# FPS PC Gamers



## littledave (Aug 31, 2009)

Any of you PC gamers out then who want to play with some like minded grown ups rather than aload of little whipper snappers.

We play MW2 and are waiting for BFBC2

come join the clan guys, nothing serious just fellow gamers you can chill and have a game with after work.

http://northernandsouthernallies.com/


----------



## MidlandsCarCare (Feb 18, 2006)

I'll sign up - can't stand using a pad for FPS games, so I guess I'll be PC gaming for FPS games as long as possible. BC2 looks awesome too.

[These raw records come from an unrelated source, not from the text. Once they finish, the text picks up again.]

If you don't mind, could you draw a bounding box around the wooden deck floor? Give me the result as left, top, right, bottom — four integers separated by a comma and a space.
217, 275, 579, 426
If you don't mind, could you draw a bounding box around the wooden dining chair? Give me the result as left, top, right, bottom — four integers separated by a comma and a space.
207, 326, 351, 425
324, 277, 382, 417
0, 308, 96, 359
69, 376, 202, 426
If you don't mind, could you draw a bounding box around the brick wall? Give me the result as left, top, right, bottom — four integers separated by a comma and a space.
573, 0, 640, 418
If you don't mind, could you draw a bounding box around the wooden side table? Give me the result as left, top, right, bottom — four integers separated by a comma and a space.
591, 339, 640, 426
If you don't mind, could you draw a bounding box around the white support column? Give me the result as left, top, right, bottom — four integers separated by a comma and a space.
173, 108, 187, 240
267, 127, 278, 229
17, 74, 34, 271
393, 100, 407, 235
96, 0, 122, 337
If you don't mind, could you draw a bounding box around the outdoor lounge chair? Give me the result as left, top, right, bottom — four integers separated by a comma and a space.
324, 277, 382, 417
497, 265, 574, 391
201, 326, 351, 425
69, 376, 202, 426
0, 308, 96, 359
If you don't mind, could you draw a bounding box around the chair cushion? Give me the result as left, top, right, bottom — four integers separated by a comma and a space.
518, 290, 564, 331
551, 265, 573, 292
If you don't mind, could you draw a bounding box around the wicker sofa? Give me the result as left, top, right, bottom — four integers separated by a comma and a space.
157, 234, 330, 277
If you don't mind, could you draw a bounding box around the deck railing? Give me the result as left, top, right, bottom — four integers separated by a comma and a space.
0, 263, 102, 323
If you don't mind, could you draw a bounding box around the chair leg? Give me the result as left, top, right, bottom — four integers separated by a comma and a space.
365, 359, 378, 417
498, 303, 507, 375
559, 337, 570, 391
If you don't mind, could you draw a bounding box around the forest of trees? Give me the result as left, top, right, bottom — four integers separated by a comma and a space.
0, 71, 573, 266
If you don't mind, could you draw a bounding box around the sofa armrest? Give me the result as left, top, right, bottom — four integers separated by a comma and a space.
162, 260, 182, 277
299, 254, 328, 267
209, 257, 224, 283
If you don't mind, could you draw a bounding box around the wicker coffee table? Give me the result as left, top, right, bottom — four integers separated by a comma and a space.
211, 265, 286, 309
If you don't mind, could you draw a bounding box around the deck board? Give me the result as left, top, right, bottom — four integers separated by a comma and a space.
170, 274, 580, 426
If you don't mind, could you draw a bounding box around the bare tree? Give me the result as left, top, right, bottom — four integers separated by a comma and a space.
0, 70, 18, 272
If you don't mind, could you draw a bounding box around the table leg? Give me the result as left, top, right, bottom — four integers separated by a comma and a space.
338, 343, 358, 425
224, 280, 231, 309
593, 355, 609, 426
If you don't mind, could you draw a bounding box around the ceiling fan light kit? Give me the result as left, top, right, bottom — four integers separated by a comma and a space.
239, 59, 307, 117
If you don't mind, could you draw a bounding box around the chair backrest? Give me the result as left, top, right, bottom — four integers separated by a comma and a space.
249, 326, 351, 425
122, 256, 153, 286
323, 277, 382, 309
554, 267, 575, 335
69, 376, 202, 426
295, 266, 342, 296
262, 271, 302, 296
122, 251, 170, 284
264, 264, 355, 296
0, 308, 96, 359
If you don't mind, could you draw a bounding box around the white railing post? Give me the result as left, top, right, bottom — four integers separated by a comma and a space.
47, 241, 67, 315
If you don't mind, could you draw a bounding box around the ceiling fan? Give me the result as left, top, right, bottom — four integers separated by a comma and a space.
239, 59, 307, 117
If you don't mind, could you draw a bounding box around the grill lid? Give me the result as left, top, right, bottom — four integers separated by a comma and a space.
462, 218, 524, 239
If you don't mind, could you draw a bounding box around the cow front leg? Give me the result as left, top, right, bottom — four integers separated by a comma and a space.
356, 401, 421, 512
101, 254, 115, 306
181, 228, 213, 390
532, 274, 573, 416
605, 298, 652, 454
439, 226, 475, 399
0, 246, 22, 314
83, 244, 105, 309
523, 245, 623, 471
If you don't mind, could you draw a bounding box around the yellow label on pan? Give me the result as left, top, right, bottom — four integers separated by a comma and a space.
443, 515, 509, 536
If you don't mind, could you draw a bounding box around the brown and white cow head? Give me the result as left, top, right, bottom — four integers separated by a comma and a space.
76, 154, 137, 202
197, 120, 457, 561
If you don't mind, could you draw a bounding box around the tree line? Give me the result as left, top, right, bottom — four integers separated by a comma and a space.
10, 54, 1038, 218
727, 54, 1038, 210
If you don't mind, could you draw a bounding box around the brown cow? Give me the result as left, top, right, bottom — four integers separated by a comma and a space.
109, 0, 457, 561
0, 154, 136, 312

I used to play a lot of BF2 and 2142.


----------



## shredder1uk (Oct 5, 2008)

The guys i play with are mostly 30+ nothing worse than playing with kids. ill sign up.


----------



## Alex L (Oct 25, 2005)

Me too @thumb:

How do I find when a game is on as the MP setup is very different to MW1.


----------



## littledave (Aug 31, 2009)

Theres normally always somebody on my steam list playing MW2, Sign up on the site and add us to steam


----------



## Alex L (Oct 25, 2005)

Dave how do I join a game you're all playing?

As it seems to just randomly chose matches for me (I prefer the MP set up of COD4).


----------



## littledave (Aug 31, 2009)

If you have joined the Northern & Southern Allies steam group, then you can see all the members, right click on them to add them to you own Steam list and join / invite to games. I wont be on tonight though, but im sure others will.










Im also trying to encourage people to join our clan at Member_Application

Come on guys join up, also our Teamspeak 3 server is at 193.93.44.99:9986 or here ts3server://193.93.44.99/?port=9986


----------



## Alex L (Oct 25, 2005)

I'm on that list  (alex.lis)


----------



## Alex L (Oct 25, 2005)

Whats 'Teamspeak' btw?


----------



## littledave (Aug 31, 2009)

http://www.teamspeak.com/

Basically its a voice comms for clans ect, better than the ingame voip


----------



## Alex L (Oct 25, 2005)

Think I got it sorted now, thanks to Louie too, I was being a noob spas in capture the flag and didn't realise you had to take it back to you're our flag.

Cue lots of people abusing me lol.


----------